Il tour dee France lo seguo sonnecchiante sul divano, i dolci panorami francesi conciliano i miei pisolini pomeridiani di Luglio, mentre la dakar per me, che sono stato un incallito rallysta, ha rappresentato un obbiettivo di carriera irraggiungibile, e questo pensiero mi irrita.
E invece Le Mans, che è ancora più irraggiungibile come pilota, ha mantenuto il suo fascino intatto, dall’epoca d’oro negli anni 60 delle vetture sport, macchine dalle forme morbide e sinuose a coprire delle grandi ruote che disegnavo da bambino, alle forme spigolose e appuntite di oggi.
Ma Le mans vista in televisione non ha senso, va bevuta tutta d’un fiato, e sul posto. Mi piace vedere l’ordine e la pulizia dei box, le camicie stirate e le facce intense degli addetti, e come in una gara così incerta cerchino di mantenere lucidità e voglia di incoraggiarsi a vicenda.
Noi del pubblico, passata la pattuglia acrobatica e la banda con la marsigliese, partita la gara, cominciamo la nostra 24 ore di marce forzate alimentate a salsicce patatine e birra, da una curva all’altra, Tertre Rouge, Hunadieres, Mulsanne, Arnage, Maison Blanche appunto, seguendo con trepidazione e stanchezza crescente le vicende dei rispettivi paladini.

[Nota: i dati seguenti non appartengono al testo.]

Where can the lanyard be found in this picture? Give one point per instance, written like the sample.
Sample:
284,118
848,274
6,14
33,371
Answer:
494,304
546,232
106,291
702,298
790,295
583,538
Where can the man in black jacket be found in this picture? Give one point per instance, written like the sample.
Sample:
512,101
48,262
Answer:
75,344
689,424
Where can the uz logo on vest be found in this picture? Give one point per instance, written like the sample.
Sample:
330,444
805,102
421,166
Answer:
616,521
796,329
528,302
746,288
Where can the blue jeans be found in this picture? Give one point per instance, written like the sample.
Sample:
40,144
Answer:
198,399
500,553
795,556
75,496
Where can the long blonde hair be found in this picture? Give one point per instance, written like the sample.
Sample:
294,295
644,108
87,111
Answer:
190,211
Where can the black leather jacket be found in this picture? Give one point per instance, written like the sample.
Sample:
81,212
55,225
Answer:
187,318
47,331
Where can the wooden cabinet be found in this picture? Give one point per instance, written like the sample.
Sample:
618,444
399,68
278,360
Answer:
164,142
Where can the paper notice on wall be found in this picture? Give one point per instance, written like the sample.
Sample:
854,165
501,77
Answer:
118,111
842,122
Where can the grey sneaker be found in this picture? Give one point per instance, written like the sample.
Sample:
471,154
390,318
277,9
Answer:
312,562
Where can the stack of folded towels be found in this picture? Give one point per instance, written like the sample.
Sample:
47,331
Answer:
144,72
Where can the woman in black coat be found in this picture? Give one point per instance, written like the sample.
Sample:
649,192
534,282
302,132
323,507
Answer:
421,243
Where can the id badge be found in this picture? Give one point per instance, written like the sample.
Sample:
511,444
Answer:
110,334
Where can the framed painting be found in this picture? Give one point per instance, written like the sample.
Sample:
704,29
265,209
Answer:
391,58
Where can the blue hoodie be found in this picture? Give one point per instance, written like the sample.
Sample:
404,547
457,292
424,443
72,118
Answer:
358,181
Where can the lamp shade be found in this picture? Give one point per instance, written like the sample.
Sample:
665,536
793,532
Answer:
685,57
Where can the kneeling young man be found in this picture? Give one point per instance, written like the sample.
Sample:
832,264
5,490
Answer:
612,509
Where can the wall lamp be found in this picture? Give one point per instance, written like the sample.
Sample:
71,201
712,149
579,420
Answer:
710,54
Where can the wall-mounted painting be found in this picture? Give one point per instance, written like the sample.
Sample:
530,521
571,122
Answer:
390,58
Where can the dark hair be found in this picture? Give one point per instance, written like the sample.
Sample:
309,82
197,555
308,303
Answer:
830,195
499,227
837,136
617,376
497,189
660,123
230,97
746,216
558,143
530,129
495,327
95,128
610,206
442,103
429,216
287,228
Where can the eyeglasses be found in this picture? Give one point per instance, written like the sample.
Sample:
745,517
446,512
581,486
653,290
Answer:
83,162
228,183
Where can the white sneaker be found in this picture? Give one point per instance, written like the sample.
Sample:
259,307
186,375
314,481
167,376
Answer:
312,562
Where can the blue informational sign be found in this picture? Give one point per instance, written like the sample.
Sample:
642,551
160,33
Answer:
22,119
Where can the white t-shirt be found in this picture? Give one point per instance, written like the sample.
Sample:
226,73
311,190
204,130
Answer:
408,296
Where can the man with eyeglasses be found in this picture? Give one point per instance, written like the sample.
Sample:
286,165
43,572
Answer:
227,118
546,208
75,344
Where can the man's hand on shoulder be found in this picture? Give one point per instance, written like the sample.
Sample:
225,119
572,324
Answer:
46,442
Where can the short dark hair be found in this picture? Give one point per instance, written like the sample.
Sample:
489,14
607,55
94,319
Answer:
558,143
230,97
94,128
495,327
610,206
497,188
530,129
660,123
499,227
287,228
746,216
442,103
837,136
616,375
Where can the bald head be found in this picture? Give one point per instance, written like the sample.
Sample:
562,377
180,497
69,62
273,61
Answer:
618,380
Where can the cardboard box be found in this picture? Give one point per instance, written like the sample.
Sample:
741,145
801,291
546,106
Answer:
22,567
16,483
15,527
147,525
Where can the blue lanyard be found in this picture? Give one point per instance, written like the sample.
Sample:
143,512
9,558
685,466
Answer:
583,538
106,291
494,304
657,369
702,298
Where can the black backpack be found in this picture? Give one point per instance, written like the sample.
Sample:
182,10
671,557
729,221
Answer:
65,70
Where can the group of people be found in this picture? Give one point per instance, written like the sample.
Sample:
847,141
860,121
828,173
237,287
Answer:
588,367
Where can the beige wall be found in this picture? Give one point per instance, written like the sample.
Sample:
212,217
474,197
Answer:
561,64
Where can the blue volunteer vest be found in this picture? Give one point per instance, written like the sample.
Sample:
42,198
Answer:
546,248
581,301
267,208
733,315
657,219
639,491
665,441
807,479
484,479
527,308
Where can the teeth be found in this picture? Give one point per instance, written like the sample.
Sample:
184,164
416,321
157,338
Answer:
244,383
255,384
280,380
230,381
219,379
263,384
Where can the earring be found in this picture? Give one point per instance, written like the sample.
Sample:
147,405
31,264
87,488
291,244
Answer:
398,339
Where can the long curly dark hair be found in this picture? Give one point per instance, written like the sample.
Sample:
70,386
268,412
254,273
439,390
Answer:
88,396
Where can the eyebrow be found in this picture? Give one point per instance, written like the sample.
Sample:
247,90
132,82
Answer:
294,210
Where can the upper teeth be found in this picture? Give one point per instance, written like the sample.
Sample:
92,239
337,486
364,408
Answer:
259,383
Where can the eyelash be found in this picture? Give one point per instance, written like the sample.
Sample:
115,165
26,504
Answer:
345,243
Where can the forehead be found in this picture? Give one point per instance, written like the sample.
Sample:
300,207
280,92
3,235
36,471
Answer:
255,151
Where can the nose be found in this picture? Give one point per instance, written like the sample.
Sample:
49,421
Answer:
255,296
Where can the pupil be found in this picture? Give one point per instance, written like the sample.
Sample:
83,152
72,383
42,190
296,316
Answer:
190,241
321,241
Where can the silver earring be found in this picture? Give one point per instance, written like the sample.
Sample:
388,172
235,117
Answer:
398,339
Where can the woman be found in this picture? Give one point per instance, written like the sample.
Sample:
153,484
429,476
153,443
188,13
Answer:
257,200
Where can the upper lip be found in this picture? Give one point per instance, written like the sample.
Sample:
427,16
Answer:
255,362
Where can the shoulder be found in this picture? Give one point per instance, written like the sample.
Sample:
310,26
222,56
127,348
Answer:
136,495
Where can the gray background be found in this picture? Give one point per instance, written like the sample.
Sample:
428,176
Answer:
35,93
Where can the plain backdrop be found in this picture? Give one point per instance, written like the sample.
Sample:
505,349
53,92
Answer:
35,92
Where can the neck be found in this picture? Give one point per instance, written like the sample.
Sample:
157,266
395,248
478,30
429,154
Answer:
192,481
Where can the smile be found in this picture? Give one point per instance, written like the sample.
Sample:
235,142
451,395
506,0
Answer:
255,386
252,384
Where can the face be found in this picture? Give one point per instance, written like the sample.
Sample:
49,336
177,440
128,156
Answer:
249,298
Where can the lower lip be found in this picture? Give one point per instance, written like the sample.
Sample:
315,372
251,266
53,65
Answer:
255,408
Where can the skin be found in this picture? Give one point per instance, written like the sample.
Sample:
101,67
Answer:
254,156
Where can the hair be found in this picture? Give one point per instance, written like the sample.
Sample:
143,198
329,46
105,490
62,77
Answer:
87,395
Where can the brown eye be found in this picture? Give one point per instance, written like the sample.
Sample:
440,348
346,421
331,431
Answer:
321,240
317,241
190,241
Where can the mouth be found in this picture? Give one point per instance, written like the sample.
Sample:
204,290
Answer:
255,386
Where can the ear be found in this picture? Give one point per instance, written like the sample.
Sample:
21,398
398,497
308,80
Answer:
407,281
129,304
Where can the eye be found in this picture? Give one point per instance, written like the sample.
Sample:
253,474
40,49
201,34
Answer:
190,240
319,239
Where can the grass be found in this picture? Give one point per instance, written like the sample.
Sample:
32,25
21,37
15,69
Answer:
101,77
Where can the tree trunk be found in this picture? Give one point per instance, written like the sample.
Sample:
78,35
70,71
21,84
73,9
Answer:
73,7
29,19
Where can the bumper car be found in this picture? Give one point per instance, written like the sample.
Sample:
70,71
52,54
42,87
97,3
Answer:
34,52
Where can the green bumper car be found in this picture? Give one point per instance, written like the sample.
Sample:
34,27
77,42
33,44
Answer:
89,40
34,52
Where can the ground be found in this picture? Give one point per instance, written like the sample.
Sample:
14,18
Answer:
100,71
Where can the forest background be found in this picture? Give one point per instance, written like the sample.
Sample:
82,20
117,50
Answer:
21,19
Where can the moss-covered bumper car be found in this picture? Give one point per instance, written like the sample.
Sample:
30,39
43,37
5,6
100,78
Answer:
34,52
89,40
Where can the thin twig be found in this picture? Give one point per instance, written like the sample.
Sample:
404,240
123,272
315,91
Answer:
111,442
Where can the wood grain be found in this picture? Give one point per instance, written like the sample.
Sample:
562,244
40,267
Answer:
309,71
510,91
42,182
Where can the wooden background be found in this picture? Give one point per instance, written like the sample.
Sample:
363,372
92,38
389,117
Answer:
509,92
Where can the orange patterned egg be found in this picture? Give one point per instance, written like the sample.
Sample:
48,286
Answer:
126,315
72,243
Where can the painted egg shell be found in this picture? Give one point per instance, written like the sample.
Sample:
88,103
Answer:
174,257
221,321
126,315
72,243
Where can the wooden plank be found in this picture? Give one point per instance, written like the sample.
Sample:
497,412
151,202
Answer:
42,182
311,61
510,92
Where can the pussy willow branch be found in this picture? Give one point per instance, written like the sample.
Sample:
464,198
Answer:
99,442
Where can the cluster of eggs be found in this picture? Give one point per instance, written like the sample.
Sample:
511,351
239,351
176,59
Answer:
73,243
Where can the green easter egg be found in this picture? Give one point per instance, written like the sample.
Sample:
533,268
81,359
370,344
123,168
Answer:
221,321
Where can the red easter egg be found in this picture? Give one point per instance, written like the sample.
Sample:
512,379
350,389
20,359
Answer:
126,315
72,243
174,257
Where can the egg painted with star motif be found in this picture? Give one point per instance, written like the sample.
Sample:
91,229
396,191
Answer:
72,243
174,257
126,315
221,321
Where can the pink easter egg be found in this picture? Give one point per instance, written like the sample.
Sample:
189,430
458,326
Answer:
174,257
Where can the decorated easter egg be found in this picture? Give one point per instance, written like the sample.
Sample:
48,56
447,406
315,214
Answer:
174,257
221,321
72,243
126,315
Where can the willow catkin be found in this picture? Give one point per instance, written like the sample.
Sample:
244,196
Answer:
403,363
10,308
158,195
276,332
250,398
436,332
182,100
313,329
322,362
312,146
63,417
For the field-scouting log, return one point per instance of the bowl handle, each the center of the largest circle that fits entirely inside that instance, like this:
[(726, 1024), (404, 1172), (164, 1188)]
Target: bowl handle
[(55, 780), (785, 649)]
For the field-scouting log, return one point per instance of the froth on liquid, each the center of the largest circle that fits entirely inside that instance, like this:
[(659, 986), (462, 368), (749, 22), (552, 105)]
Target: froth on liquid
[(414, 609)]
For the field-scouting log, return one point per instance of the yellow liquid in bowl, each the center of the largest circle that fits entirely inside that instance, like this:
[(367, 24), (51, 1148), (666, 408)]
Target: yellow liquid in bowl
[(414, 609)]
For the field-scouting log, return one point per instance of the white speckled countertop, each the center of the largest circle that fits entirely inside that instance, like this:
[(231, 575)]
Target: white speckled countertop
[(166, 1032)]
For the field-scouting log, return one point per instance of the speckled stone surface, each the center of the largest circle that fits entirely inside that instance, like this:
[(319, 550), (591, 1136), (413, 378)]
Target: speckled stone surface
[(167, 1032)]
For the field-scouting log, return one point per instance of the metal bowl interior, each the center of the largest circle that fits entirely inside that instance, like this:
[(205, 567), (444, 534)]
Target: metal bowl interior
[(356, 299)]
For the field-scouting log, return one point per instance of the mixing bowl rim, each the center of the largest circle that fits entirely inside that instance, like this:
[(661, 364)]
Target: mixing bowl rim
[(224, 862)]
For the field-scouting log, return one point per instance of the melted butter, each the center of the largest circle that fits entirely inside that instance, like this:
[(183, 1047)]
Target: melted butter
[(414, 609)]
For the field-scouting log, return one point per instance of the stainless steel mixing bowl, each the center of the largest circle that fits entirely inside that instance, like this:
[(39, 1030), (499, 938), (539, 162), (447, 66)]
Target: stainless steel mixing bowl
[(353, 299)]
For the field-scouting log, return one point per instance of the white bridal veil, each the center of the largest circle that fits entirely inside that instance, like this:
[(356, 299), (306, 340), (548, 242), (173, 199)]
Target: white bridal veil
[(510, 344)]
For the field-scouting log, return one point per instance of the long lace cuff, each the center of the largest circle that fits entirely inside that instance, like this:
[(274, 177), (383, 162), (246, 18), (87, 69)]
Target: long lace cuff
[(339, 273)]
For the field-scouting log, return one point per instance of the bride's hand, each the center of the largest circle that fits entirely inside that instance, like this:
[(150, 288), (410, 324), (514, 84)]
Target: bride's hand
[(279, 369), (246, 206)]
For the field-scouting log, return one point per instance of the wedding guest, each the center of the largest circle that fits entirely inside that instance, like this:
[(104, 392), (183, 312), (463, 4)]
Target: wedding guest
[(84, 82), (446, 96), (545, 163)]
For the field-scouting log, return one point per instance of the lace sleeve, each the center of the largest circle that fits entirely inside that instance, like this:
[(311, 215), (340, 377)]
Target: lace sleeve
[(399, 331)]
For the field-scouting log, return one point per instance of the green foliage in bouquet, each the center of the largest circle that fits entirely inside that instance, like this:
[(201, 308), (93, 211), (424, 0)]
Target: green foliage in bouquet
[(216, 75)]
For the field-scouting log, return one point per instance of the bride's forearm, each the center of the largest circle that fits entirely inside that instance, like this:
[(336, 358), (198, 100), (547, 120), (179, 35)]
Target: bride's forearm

Per gli appassionati di motori, ossia con poche eccezioni, tutti i maschi presenti, la mecca comincia nei parcheggi, dove gli spettatori del nord europa esibiscono i loro specialissimi e rari ferri, ci si ferma a parlare in un esperanto motoristico con gente orgogliosa e allegra di birra.
Si fa presto sera, e la stanchezza fa schiacciare brevi pisolini appoggiati a un muretto, è uno scorrere continuo di macchine e sorpassi, vuoi vederli spuntare in controsole mentre passano sotto il ponte dunlop e seguirli mentre schizzano verso il rettilineo di hunadieres, unica zona vietata al pubblico.
Qui si va a dormire sfiniti con il rombo nelle orecchie, e ci si sveglia presto per vedere l’alba della gara, i...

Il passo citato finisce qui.